See also: MOMO Mixes Clean Lines, Green Roof and Some Assembly Required: Wired On Prefab

Comments (4)

What's wrong with using teak, it's one of the most weather resistant timbers.

jump to top Tony says:

The photos might be gorgeous, but the houses themselves suck.

Where did the idea originate that living in a plain vanilla box was "beautiful"? This is the architectural school of ugly. People who like these must also like sack dresses and four door sedans.

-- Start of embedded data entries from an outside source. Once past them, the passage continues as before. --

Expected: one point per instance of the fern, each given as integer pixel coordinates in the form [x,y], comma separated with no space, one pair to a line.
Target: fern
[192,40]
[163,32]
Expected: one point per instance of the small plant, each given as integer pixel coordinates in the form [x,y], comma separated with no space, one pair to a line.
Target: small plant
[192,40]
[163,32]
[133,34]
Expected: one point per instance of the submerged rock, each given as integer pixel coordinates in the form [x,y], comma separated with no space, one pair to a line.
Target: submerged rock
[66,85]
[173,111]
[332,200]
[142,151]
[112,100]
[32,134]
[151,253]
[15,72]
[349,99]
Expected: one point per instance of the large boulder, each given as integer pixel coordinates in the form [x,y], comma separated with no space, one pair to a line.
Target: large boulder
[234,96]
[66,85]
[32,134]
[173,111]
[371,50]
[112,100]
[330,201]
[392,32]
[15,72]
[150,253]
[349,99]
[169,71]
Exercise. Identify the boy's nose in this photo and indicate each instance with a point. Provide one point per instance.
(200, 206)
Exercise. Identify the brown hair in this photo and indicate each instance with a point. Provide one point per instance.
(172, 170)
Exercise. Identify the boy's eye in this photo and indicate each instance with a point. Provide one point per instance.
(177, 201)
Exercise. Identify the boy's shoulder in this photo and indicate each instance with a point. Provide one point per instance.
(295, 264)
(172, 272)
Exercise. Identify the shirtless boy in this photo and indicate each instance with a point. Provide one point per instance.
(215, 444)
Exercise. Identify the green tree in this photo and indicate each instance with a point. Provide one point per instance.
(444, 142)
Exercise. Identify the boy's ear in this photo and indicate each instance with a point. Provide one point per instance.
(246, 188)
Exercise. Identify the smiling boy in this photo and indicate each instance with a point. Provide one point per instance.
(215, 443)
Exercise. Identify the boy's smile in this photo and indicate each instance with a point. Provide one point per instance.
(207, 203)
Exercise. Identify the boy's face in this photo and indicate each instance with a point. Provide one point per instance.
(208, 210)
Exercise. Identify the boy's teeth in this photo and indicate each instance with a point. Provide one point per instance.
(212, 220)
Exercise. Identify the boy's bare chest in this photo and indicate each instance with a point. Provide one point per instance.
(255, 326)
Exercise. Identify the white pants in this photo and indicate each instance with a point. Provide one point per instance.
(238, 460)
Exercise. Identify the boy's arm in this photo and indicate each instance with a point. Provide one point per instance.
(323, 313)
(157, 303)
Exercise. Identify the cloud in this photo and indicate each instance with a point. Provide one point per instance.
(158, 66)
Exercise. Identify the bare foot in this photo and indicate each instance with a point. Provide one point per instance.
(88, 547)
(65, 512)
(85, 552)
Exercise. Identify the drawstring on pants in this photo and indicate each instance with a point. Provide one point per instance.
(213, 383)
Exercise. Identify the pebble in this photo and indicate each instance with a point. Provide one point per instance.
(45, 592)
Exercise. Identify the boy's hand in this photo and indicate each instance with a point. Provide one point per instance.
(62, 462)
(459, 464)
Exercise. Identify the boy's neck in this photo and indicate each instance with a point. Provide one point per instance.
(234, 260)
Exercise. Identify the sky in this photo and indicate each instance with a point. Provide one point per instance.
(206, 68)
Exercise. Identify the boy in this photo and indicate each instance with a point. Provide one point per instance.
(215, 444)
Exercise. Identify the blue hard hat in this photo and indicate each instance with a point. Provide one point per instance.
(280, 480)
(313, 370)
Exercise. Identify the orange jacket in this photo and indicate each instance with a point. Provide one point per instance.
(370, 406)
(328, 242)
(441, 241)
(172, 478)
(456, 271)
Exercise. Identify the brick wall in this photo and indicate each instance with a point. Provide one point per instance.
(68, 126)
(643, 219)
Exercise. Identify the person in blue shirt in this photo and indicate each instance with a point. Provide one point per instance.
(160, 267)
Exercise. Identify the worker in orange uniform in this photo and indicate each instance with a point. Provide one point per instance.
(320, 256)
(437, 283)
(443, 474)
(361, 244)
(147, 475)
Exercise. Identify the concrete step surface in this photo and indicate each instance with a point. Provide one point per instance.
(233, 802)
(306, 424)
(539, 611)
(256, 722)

And, based on the 150 sq.ft. cabin at $21,000, overpriced.

BTW, not all teak should be lost. Some teak is grown on sustainable plantations.

Aren't there any archeticts who combine green with beauty?

Of course there are. But this guy ain't one.

-----author replies -------
Do you think, however, that if you paid an architect that you liked to design a green and beautiful 150 square foot mini home and then you bought all the materials and had somebody build it that you could do it for less than $21,500?

jump to top Bob Wallace says:

Ugliness is in the eye of the beholder, or something like that.

It is a very modern and clean design, I wouldn't see it as ugly. And at 15sqm there aren't too many design options that don't waste precious space.

jump to top no says:

There is much beauty in simplicity. Simplicity and sustainability are keynotes of the future - imo.